Richard Soper MD: How To Be Resilient As A Physician


During the many years we spend in medical schools and trainings, I, Richard Soper MD, believe that one of the most important lessons taught to us is about resilience. Our educators and mentors tell us that our success in the medical field depends on our ability to face obstacles, move past them and to adapt to difficult circumstances. Medicine is a field that will require us to be tough in our every day work – to recover quickly from varied challenges we face in our workplace.

However, I think it is inevitable for medical students, trainees, and mentees to be egocentric. Most people who enroll in medical schools enter with the desire to provide healthcare to patients, with love and understanding. Sadly, during the times when they are pushed to their limits, especially during their clinical rotations, they are forced to focus on their own education and training that will hone their skills as physicians, rather than on the relationships they build. As medical doctors, we tend to think about our plans for the future of our career, trying to abide by these plans as strictly as possible to be able to build an excellent professional trajectory.
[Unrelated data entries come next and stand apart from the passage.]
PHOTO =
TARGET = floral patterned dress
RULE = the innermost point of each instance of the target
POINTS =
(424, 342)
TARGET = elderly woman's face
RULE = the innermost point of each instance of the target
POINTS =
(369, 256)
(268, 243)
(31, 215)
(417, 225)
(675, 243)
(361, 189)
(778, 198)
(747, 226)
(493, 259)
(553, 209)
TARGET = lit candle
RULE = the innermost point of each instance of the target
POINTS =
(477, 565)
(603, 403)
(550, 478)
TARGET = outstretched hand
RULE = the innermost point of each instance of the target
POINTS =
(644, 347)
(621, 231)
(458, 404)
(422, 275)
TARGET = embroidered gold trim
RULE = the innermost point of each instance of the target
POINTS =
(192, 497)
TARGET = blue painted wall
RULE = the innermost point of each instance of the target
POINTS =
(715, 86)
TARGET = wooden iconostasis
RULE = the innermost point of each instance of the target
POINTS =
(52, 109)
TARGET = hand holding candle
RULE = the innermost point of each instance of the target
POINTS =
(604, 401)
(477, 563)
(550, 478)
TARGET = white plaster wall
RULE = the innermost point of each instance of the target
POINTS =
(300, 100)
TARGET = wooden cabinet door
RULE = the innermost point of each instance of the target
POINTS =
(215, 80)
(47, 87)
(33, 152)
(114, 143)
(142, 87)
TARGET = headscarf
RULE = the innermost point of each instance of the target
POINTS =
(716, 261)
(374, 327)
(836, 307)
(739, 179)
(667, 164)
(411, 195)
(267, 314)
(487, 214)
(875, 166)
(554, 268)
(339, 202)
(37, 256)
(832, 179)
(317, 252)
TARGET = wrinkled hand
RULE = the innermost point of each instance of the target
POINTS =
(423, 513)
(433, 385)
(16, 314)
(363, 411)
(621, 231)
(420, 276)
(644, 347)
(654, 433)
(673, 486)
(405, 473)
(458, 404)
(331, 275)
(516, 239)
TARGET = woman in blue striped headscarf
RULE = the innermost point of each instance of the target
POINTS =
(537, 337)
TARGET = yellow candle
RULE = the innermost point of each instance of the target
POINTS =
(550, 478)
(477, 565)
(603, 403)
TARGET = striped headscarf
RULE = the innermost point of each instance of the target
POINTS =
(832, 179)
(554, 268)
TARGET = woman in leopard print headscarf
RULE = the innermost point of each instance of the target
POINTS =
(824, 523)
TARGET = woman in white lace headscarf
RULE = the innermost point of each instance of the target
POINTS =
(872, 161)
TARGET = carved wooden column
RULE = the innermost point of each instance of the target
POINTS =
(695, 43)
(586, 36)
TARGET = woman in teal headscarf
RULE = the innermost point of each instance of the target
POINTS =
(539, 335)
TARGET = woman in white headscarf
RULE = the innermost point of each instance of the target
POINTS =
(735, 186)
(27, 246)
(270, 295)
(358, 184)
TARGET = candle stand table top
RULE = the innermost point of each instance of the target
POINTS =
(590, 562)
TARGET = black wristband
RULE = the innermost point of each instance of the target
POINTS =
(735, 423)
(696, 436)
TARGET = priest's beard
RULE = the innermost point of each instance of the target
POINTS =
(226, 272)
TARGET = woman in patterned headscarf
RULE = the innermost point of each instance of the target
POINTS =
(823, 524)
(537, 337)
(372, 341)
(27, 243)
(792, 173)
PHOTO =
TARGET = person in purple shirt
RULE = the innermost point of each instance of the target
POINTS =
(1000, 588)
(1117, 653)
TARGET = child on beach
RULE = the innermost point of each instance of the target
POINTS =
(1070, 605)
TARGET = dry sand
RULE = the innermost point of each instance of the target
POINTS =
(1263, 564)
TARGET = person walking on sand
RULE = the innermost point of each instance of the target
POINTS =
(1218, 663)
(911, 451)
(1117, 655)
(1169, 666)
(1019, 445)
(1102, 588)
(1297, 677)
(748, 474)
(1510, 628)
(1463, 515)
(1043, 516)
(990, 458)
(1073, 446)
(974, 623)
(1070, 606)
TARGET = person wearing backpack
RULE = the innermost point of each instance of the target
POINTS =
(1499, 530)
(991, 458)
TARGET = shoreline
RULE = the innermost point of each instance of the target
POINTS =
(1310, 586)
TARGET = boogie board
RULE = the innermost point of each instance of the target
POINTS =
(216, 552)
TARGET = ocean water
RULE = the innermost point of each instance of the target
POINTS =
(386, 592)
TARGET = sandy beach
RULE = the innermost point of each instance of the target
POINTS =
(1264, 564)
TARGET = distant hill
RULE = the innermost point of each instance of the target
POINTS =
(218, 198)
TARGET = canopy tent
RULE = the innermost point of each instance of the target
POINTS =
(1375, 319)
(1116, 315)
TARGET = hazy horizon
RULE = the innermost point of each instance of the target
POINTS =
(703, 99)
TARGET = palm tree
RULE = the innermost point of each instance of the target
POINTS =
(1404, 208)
As an outcome, the thrill of doing clinical rotations and finally learning how to take care of actual patients is accompanied by the dreadful pressure to succeed.

I, Richard Soper MD, believe that although the physical and emotional demands of medical training demands us to be adaptable and tenacious, our resilience that is best derived from our drive and passion to help others is what brought most of us to the field of medicine. One of the most vital things we need to practice in medicine is the skill to maintain our desire to care for and build rapport with our patients. This skill, together with continuous self-improvement and self-reflection, builds our professional character. As what Hippocrates once said which is famous among medical doctors, “where  the art of medicine is loved, there is a love of humanity.”, and where there is love for humanity, there you will also find resilience.